Inflation back on top of fear list for nervous investors

And entertainment. After months of squabbling over performance, celebrities in US politics have finally agreed to give the country more freedom to borrow, a move aimed at quelling the risk of a catastrophic default. for the country’s government bonds.

Averting a disaster in the so-called core risk-free assets of the world, this is the triumph of common sense.

If you’re heavily invested in chipmaker Nvidia and other major US tech stocks, you’re living your best life regardless of this whole pantomime. For others, the debt ceiling deal is a rare piece of good news in a year of anxiety, as HSBC beautifully summed it up this week.

Max Kettner, the bank’s director of multi-asset strategy, wrote this week: “A recap of the first five months of 2023 is more of a dying man’s playlist than anything else. In addition to the controversy over the US debt ceiling, fund managers have faced a series of US bank failures, alarms of a credit crunch and constant warnings of a potential financial crisis. Terrible performance in corporate earnings.

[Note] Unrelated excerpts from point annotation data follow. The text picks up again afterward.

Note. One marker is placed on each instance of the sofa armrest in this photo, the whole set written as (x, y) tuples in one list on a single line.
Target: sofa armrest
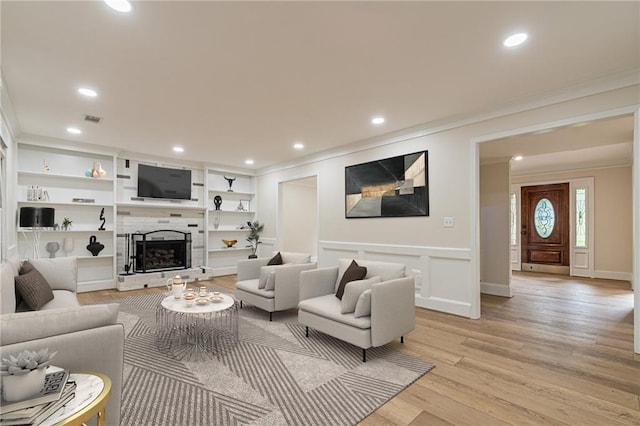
[(98, 349), (287, 284), (392, 310), (318, 282), (249, 269), (32, 325)]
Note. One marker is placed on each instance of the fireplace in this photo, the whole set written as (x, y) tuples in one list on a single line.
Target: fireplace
[(163, 250)]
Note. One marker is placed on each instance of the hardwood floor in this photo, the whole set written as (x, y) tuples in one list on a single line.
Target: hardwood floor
[(559, 352)]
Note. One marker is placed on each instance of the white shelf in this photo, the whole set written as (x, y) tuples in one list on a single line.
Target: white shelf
[(60, 231), (237, 194), (229, 249), (233, 211), (52, 203), (71, 177), (161, 206)]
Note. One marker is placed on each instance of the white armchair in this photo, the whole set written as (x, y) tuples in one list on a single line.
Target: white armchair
[(384, 304), (272, 288)]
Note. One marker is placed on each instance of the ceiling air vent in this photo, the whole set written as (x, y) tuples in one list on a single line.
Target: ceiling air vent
[(92, 118)]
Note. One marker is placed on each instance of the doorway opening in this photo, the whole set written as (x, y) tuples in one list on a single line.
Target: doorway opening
[(298, 216)]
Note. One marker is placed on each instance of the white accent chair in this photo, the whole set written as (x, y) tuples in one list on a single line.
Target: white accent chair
[(282, 289), (392, 304)]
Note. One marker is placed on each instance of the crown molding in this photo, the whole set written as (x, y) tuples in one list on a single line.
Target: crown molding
[(604, 84)]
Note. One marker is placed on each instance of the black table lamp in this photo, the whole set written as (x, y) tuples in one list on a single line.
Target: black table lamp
[(36, 218)]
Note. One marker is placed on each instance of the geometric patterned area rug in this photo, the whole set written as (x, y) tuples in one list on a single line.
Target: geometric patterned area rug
[(274, 375)]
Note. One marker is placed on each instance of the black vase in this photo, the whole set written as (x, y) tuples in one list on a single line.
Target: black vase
[(94, 246)]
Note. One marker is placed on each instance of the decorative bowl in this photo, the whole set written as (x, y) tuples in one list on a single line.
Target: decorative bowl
[(229, 243)]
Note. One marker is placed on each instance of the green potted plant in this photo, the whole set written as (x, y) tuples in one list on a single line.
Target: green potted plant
[(66, 224), (23, 375), (255, 229)]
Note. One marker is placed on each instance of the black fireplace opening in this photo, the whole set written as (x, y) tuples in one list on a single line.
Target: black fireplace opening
[(162, 250)]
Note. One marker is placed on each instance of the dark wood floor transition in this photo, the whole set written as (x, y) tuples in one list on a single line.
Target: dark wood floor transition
[(559, 352)]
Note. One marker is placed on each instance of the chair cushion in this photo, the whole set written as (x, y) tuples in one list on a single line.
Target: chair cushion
[(385, 270), (352, 293), (363, 306), (275, 260), (251, 286), (33, 288), (328, 306), (352, 273), (291, 257), (267, 273), (62, 299)]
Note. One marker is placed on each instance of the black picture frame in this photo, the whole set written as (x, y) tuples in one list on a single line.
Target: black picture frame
[(392, 187)]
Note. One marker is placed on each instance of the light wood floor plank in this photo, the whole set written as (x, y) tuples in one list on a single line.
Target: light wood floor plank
[(560, 351)]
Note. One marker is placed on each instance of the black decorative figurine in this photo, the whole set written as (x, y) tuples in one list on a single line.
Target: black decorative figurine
[(217, 200), (102, 219), (94, 246), (230, 180)]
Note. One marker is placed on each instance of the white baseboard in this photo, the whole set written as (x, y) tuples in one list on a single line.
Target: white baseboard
[(613, 275), (495, 289)]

It is clear that risk markets continue to move higher anyway. To be sure, US stocks in particular are dominated by a small group of high-flying names, without which they would be flat this year. Opinion is divided on whether it is cause for alarm or not. Either way, the S&P 500 is up about 10% so far in 2023 despite the risk list and harsh warnings of impending disaster. Even Kettner, who has been bullish on risky asset prices all year, is worried that this has gone too far.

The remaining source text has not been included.